Principal Investigators:

Alan Akbik

Team Members:

Christoph Alt (Postdoctoral researcher)
Elena Merdjanovska (Doctoral researcher)

Learning from noisy labels

Research Unit 3, SCIoI Project 44

All intelligent systems that learn by example must be able to deal with incorrectly provided examples, i.e. data points for which the label is incorrect. Consider a child (or robotic agent) pointing at a potted plant to inquire its name – but the parent mistakenly believes the child is pointing at the window behind the plant, and thus provides the wrong name. Ideally, the child should notice the misunderstanding in this situation and conclude that the provided label actually belongs to a different type of object.

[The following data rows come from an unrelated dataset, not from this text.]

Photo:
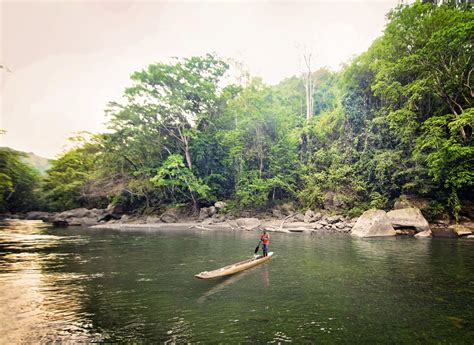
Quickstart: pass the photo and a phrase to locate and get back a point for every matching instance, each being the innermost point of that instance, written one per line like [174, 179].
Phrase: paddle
[258, 246]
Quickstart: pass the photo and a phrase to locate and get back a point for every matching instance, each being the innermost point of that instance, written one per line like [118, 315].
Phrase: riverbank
[405, 221]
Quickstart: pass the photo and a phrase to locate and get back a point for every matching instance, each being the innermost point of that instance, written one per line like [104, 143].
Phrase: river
[89, 285]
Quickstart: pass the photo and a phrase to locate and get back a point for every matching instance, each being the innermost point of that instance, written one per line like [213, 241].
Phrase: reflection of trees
[37, 305]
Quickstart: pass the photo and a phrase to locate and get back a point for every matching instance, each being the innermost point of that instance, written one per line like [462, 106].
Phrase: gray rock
[169, 216]
[317, 216]
[248, 223]
[299, 217]
[373, 223]
[334, 219]
[277, 213]
[116, 208]
[203, 213]
[220, 205]
[37, 215]
[75, 213]
[211, 210]
[426, 233]
[308, 216]
[408, 217]
[152, 220]
[460, 230]
[443, 232]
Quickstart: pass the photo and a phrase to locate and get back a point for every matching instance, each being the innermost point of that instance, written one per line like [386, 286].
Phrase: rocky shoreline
[403, 221]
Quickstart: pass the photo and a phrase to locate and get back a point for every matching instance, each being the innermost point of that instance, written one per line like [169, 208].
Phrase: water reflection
[84, 285]
[33, 301]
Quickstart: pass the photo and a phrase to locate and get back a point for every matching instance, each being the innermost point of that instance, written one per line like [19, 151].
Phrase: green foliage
[65, 182]
[18, 183]
[179, 183]
[397, 119]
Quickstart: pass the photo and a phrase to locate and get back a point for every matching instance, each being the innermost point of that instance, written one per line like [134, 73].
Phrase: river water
[82, 285]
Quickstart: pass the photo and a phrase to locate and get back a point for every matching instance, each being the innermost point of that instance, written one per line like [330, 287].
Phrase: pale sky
[68, 59]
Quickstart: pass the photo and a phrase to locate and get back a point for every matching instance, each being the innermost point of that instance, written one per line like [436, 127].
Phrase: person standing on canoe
[265, 239]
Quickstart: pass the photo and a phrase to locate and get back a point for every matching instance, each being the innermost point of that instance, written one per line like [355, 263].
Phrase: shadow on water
[84, 285]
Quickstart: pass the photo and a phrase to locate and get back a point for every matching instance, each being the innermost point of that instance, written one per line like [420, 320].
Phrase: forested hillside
[396, 120]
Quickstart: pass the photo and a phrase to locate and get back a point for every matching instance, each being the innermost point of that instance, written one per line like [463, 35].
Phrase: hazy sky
[67, 59]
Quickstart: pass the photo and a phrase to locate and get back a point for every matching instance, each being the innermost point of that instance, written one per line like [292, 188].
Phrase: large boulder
[309, 216]
[116, 209]
[204, 213]
[443, 232]
[333, 200]
[220, 205]
[410, 217]
[248, 223]
[299, 217]
[38, 215]
[460, 230]
[426, 233]
[334, 219]
[75, 213]
[373, 223]
[170, 216]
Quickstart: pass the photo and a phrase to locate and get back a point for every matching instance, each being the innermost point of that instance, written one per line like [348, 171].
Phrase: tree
[18, 183]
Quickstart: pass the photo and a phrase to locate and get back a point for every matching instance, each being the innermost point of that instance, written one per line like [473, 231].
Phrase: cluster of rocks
[75, 217]
[405, 221]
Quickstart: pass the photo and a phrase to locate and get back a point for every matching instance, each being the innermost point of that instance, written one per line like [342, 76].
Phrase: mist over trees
[396, 120]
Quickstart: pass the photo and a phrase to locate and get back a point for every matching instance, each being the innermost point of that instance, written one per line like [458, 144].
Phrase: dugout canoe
[238, 267]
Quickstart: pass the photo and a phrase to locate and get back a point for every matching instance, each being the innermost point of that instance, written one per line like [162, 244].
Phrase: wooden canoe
[238, 267]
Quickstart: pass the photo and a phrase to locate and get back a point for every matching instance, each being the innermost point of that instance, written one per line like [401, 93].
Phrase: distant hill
[39, 163]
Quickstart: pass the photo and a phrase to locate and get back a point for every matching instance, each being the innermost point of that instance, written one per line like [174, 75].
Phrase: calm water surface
[80, 284]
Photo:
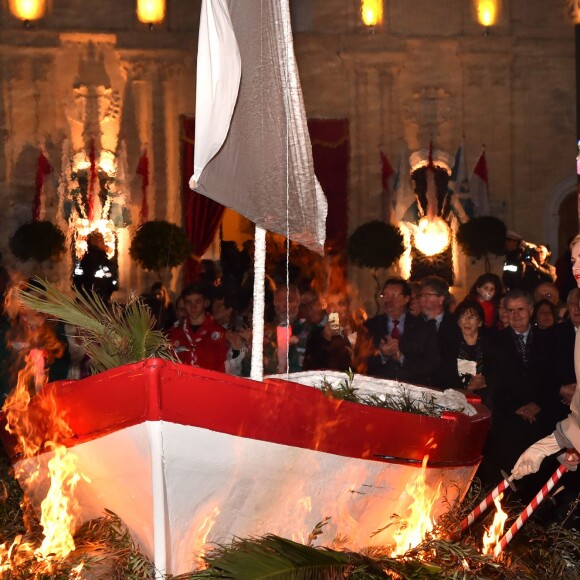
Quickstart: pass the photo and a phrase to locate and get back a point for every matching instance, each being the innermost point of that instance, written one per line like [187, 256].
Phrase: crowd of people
[510, 340]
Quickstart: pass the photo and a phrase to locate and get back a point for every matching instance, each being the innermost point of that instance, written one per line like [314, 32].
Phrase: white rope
[287, 39]
[257, 365]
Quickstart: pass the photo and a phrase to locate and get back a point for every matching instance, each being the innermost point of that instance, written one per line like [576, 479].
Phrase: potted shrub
[375, 244]
[159, 244]
[38, 241]
[482, 236]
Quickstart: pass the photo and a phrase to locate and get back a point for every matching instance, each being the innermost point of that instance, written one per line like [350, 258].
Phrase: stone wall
[428, 73]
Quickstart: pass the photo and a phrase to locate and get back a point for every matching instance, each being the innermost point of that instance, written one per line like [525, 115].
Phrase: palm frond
[113, 334]
[275, 558]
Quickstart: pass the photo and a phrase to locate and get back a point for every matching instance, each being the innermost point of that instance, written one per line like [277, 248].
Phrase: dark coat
[418, 344]
[511, 385]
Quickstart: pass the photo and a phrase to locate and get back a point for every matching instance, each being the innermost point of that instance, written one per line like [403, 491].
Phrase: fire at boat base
[217, 486]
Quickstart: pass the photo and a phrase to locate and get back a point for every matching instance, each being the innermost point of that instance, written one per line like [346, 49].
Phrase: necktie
[395, 333]
[522, 347]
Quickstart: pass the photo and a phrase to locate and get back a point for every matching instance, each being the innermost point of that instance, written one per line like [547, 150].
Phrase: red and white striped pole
[532, 506]
[477, 511]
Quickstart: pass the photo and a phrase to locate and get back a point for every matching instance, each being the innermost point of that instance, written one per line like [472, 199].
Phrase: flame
[40, 427]
[83, 228]
[432, 236]
[419, 522]
[200, 541]
[493, 535]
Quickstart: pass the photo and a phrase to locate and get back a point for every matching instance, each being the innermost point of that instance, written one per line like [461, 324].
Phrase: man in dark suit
[435, 299]
[519, 374]
[406, 346]
[563, 373]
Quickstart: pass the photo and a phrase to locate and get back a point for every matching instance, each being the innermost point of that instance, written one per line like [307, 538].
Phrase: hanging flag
[143, 171]
[403, 195]
[43, 169]
[479, 186]
[257, 157]
[459, 196]
[387, 198]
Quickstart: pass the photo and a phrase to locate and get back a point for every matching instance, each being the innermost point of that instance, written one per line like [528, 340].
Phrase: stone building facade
[427, 74]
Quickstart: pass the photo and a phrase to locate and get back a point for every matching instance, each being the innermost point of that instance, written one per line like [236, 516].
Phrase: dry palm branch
[113, 334]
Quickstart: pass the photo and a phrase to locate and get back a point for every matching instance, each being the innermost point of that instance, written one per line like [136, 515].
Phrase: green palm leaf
[113, 335]
[275, 558]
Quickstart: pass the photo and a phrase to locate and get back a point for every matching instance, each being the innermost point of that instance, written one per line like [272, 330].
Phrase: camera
[529, 252]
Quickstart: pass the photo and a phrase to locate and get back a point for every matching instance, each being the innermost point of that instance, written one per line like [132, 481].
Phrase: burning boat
[188, 457]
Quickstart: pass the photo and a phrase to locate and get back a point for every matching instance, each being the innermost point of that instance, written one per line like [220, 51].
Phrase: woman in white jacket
[565, 440]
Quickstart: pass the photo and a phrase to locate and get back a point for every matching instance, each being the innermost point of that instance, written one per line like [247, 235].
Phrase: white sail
[252, 148]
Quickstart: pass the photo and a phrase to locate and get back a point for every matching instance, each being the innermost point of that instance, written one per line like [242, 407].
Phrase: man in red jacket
[199, 341]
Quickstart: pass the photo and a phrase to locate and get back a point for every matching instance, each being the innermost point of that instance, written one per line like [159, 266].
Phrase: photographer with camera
[526, 264]
[537, 270]
[514, 266]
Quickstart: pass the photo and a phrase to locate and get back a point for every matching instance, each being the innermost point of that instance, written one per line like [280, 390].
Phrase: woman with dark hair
[463, 360]
[545, 314]
[487, 291]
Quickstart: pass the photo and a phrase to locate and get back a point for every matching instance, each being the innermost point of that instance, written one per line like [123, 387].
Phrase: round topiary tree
[159, 244]
[482, 236]
[375, 245]
[38, 241]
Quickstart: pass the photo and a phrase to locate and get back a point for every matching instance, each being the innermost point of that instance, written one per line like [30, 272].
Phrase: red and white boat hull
[188, 457]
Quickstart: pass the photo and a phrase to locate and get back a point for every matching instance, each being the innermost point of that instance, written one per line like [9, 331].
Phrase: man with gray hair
[518, 378]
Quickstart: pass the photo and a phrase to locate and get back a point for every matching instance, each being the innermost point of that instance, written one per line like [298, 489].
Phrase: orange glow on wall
[487, 11]
[28, 9]
[151, 11]
[372, 12]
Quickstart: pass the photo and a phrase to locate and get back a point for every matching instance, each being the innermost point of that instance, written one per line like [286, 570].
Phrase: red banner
[143, 171]
[43, 168]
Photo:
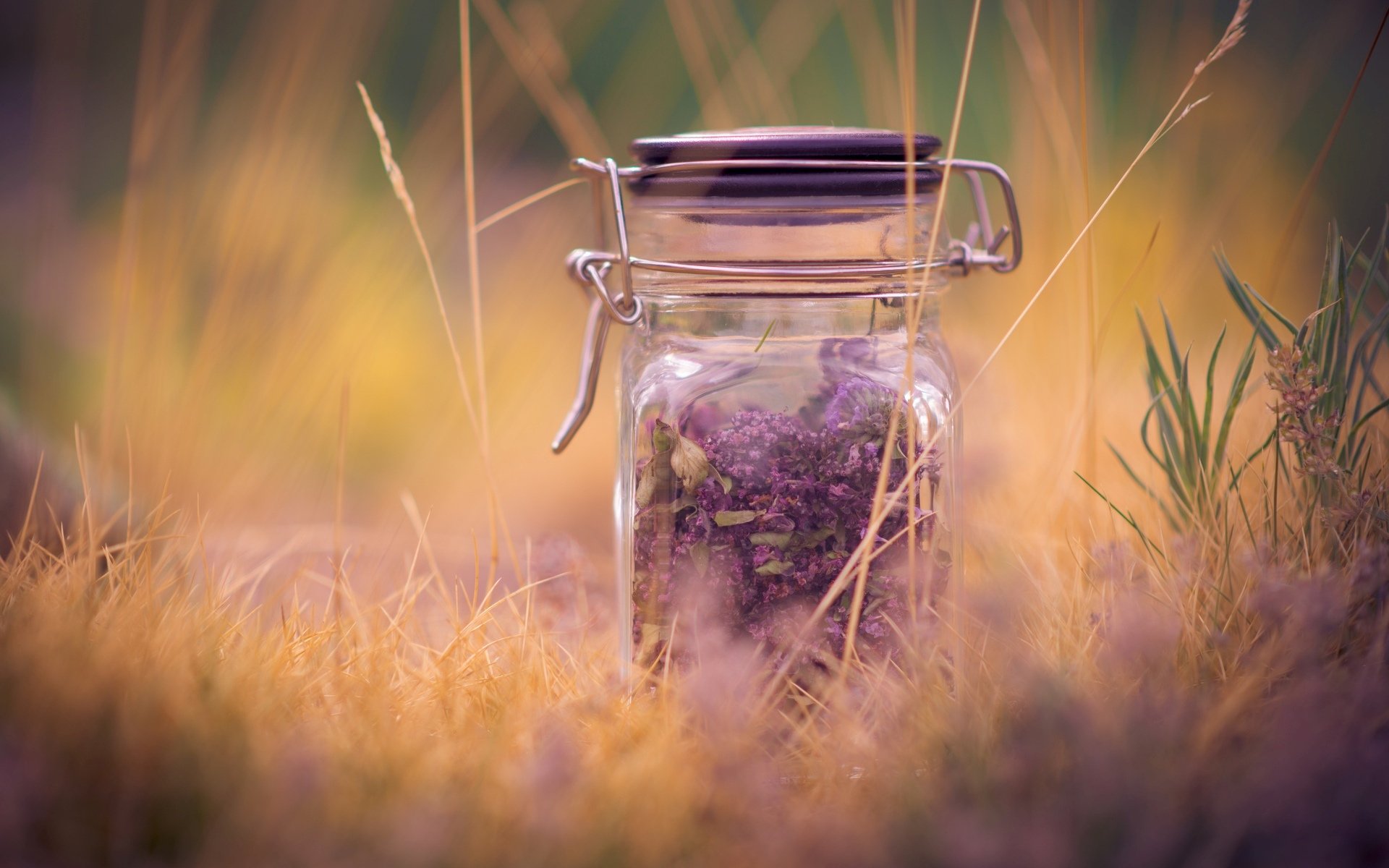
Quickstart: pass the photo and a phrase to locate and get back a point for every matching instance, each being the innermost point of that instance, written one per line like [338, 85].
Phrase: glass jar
[785, 389]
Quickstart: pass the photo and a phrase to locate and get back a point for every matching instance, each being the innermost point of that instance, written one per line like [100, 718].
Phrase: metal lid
[767, 143]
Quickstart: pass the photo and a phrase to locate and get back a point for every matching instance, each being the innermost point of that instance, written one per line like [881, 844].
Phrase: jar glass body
[755, 428]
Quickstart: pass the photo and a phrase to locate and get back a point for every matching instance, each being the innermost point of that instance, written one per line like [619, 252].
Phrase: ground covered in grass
[143, 720]
[1206, 686]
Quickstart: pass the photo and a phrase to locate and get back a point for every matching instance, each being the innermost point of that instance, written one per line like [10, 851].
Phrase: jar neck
[783, 232]
[783, 317]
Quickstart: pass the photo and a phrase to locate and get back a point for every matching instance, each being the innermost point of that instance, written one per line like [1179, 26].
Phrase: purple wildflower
[760, 540]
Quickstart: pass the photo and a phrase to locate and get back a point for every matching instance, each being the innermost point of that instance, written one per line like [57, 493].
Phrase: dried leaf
[765, 538]
[727, 519]
[724, 481]
[649, 480]
[689, 461]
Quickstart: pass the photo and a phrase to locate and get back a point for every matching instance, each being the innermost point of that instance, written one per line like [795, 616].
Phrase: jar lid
[750, 143]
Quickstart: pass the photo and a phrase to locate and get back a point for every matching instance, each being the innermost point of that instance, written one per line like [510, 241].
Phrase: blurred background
[203, 267]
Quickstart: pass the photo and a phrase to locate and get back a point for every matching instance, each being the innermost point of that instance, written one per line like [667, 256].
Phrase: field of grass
[285, 582]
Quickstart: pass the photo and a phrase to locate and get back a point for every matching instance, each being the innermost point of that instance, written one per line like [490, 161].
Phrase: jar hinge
[590, 267]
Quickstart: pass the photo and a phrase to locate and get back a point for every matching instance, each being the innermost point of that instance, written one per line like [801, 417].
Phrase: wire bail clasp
[592, 268]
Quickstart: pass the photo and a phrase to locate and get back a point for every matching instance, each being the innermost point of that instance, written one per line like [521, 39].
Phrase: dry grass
[175, 694]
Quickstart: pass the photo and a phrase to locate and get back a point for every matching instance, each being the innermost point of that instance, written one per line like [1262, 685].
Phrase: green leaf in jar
[699, 556]
[727, 519]
[765, 538]
[688, 457]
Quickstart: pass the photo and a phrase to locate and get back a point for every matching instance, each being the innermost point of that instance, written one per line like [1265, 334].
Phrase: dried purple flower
[764, 513]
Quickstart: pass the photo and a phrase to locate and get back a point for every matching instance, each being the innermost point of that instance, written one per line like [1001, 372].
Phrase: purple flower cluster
[756, 543]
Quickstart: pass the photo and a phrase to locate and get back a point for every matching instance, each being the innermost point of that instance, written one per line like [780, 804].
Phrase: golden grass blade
[560, 103]
[1285, 239]
[699, 64]
[398, 184]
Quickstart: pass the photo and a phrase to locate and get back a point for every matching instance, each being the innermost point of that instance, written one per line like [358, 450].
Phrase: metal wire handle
[590, 268]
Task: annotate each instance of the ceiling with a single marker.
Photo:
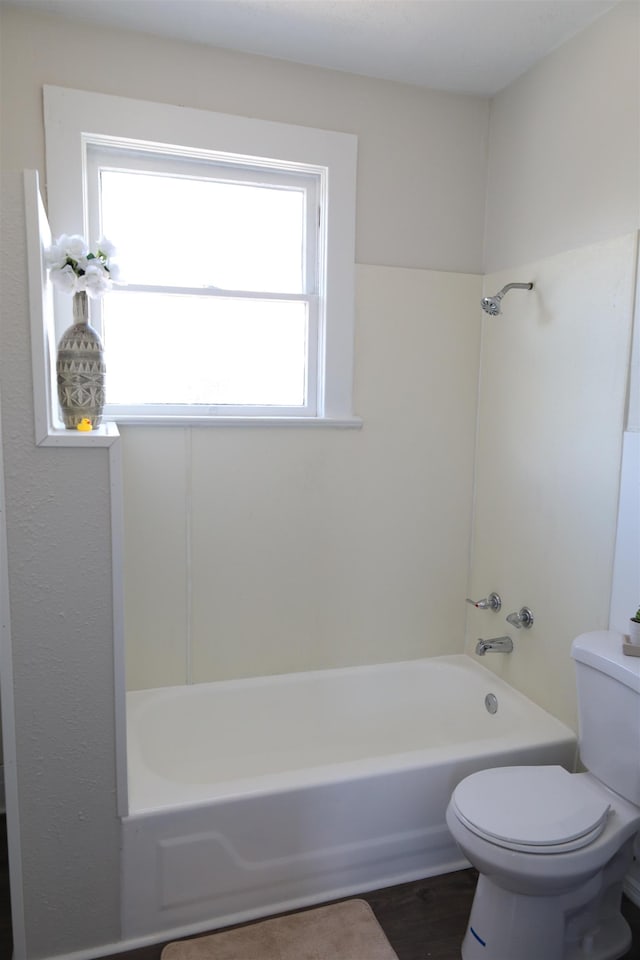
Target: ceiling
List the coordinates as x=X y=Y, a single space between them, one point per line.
x=464 y=46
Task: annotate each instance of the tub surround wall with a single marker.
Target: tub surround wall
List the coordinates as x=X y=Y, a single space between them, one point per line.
x=257 y=551
x=551 y=416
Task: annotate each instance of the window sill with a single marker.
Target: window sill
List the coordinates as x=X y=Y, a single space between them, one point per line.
x=158 y=421
x=103 y=436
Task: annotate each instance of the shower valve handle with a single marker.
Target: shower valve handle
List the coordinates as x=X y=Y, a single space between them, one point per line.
x=492 y=602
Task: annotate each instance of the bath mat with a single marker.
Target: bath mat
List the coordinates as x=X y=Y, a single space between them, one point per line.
x=342 y=931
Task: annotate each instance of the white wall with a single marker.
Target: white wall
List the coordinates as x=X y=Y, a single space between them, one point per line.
x=551 y=416
x=564 y=150
x=563 y=176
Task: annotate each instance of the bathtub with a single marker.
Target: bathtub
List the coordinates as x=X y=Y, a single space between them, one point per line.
x=250 y=797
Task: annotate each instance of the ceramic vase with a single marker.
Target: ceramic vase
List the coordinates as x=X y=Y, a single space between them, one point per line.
x=80 y=369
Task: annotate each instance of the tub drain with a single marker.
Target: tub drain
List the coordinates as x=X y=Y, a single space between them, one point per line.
x=491 y=703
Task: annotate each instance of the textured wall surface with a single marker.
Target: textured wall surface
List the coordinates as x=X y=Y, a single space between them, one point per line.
x=58 y=538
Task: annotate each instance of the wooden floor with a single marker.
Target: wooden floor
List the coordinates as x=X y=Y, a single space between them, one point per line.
x=424 y=920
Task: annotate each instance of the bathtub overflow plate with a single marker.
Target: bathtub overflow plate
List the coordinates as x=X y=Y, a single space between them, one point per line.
x=491 y=703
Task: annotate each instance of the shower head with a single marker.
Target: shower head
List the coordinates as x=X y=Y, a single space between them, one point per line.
x=491 y=305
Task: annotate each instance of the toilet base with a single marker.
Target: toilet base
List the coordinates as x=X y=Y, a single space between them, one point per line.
x=583 y=924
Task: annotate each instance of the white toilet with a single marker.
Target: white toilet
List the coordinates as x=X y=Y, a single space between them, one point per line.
x=552 y=848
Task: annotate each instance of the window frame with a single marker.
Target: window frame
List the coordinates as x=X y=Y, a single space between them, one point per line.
x=104 y=155
x=74 y=120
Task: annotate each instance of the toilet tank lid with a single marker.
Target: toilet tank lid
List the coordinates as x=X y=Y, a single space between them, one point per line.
x=602 y=650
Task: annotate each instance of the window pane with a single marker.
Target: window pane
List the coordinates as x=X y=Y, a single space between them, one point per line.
x=190 y=232
x=163 y=348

Learning from noisy labels is an important research area in machine learning that distinguishes between instance-independent and instance-dependent noise. For the former, a multitude of strategies have been proposed including noise adaptation layers, loss correction , or reweighting, whereas the latter is comparatively less researched despite its higher relevance for real-world applications. In particular, existing strategies build on complex multi-model architectures to counter confirmation bias and semantic drift, and thus do not scale to applications such as online learning.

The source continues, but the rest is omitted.